Legrand has said in interviews that films as diverse as “Kramer vs. Kramer,” “Night of the Hunter” and “The Shining” informed what he has accomplished here, something he characterizes as “the kind of cinema which involves spectators by playing with their intelligence and nerves.”
For a film that becomes increasingly nerve-racking and tension filled, “Custody” — as its name implies — begins simply enough with a custody hearing filmed in real time in a small judicial chamber in an unnamed French city.
The judge in charge, a firm, no-nonsense woman (Saadia Bentaieb), sits on one side of a table, faced by Antoine (Denis Menochet) and Miriam (Lea Drucker) and their articulate, dueling attorneys.
Separated for a year, the burly, agitated Antoine and the thin, distraught Miriam have two children, one of whom, soon-to-be-18 Jo-sephine (Mathilde Auneveux), is too close to being an adult to be of judicial concern.
That leaves 11-year-old Julien (Thomas Gioria ), currently living with his mother but the object of a petition for joint custody by his father.
After the judge reads a statement by Julien, who says he doesn’t want to see his father because “he wants to hurt my mother,” Miriam’s attorney (Sophie Pincemaille) follows up, talking about violent behavior on Antoine’s part.
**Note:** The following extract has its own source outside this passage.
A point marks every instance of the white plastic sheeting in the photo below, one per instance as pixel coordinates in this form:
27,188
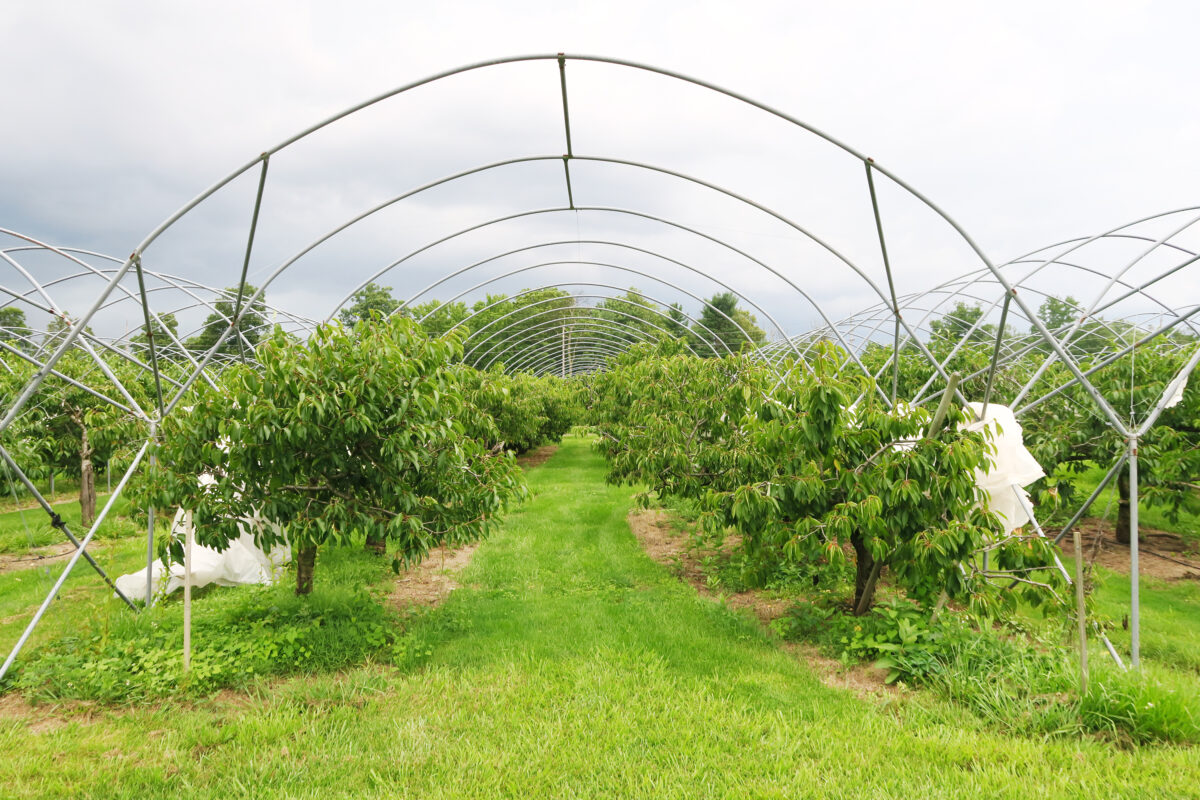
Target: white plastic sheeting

But Antoine’s attorney (Emilie Incerti-Formentini) smoothly counters that the talk of violence is just hearsay, not backed up by evidence or witnesses.
When Miriam plaintively says “we just want peace,” Antoine counters by insisting “I won’t abandon my son.” No wonder the judge fixes both husband and wife with a gimlet eye and says the question facing her is “which of you is the biggest liar.”
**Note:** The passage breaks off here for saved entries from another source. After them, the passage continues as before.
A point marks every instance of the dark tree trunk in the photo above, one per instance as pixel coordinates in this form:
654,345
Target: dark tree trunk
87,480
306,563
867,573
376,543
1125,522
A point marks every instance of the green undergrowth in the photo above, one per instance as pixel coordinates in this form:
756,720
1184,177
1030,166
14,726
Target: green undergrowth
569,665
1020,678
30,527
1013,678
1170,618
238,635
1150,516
It is one of the triumphs of “Custody,” however, to devastatingly demonstrate that even the people whose actions prove to be horrific and indefensible never actually feel they’re lying.
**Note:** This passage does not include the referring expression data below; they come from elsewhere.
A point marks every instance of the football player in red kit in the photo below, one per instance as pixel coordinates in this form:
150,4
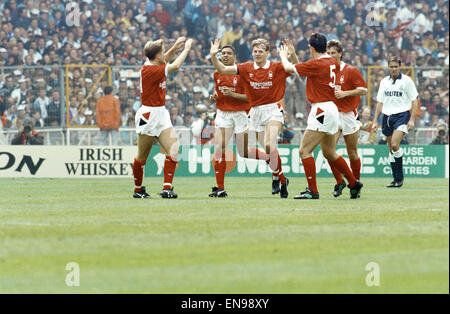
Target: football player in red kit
231,117
152,118
323,120
350,85
264,83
Far from doing anything wrong, they’re convinced they’re acting out of the rational belief of themselves as the injured party standing up for incontrovertible rights.
As part of this, because family is such a crucial aspect of French life, we get to spend time with both sets of grandparents and see how their passed-down behaviors have factored into what their children are going through.
Caught in the middle, of course, are the children.
Josephine, as it turns out, has no trouble creating her own kind of problems relating to her passion for fellow music conservancy student Samuel (Mathieu Saïkaly).
The child who has it worst is Julien, the object of his father’s quest for connection and too young to really defend himself against a mendacious parent.
Gioria, making his feature film debut, is exceptional as Julien, conveying terror and helplessness in the most convincing way from start to finish.
The trio of actors playing the other key family members are also strong and have had the advantage of originating their roles in director Legrand’s previous Oscar nominated short “Just Before Losing Everything.”
Drucker, who is perhaps best known in this country for her role in the French TV series “The Bureau,” captures both Miriam’s fragility and her strength. The plausibility of Menochet’s remarkable range, from total fury to abject tears, is essential for “Custody’s” success.
Director Legrand, who as a child actor starred in Louis Malle’s “Au Revoir les Enfants,” proves a master here of serious, uncompromising drama. His film crackles with low key but intense emotional involvement.
“Custody” can be difficult, even wrenching to watch, but it always plays fair with the audience, and the experience, worth every minute expended, is impossible to forget.